Дни вечной весны — ты променял их на жалкое прозябание осени. Осень — она подобна смерти, и ты скоро вступишь в нее, чтобы подготовиться к пустым объятиям холодной зимы, вернее даже не так — она сама найдет тебя, заберет к себе, окружит золотым листопадом, маня мертвой красотой, обещая многое, но ничего так и не дав взамен. И когда опадут листья, ты поймешь, что голые ветки похожи на кости, с которых чья-то злая воля сорвала плоть. Но когда, до тебя дойдет, что ты крепко влип, будет поздно. Золотая (хотя какая она золотая — это просто дешевая позолота, чтобы сбивать с толку таких простаков, как ты) осень покажет свое истинное лицо. И когда дни станут короче, а ночи длиннее и холоднее, и первый снег закружится в воздухе — неужели тебе не захочется назад, туда, где весна встречает тебя ласковым ветерком, а лето готово согреть в жарких объятиях, нашептывая о том, как хорошо проснутся рано поутру и сладко потянутся в постели, зная, что тебе только восемь, и вся жизнь еще впереди, и можно не спеша пройтись по комнатам спящего дома, открывая ставни, впуская в окна сонное солнце, накинуть майку и шорты, умыться ледяной водой, выбежать на улицу, где друзья уже давно поджидают тебя, чтобы сорваться с места шумной, голосящей стайкой, вперед, туда, где много чего интересного и неизведанного.

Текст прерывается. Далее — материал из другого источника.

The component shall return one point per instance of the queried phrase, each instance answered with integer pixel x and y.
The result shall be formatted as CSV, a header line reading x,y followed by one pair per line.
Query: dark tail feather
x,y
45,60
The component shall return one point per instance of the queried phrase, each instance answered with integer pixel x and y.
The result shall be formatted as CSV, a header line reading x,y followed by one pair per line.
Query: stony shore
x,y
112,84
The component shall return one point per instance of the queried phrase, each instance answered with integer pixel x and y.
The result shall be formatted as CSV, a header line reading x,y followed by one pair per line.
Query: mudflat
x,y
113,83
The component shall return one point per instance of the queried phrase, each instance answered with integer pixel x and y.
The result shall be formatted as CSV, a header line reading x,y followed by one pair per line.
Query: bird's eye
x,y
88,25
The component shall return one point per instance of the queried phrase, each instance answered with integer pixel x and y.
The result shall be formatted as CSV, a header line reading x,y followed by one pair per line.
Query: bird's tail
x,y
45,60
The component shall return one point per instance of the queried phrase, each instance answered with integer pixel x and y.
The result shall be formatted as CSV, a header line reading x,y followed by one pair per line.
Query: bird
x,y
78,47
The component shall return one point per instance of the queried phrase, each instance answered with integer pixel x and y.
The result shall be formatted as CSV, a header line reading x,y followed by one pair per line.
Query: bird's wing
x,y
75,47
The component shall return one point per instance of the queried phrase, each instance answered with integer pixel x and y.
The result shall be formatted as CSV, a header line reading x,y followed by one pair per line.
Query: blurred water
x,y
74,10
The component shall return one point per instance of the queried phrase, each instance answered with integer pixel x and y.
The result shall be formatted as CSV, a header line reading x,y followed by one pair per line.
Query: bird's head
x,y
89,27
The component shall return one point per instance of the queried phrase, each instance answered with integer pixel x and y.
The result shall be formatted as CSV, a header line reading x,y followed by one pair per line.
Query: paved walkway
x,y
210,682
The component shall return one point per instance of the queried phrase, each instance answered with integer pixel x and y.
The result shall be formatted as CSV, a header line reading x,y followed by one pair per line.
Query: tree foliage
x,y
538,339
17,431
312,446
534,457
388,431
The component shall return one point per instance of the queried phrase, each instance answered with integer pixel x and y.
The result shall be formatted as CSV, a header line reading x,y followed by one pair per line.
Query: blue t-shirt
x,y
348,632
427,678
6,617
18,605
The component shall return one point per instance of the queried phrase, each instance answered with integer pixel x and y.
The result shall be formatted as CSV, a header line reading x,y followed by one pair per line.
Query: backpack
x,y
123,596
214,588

Так скажи, парень, разве мертвые морщины осени дороже чудной весны? Разве снежная вьюга, что пытается забрать тебя в костлявые объятия лучше теплого летнего утра?
Нет, парень, и мы знаем это наверняка. Тебя просто надули. Обвели вокруг пальца. Сделали из тебя дурака.
И если, умываясь золоченой, осенней пылью, стоя в кромешной тьме (на самом деле солнце пронзает ее огненными стрелами, изо всех щелей, но тебе все равно — твои глаза закрыты) на старом чердаке, по колено в пыли, втягивая ноздрями, ароматы детства, что нахлынули ниоткуда, ты возразишь, что все это полное дерьмо, то я скажу тебе, малыш — ты пытаешься обмануть самого себя. Если же ты и дальше будешь стоять на своем — ты и вправду дурак!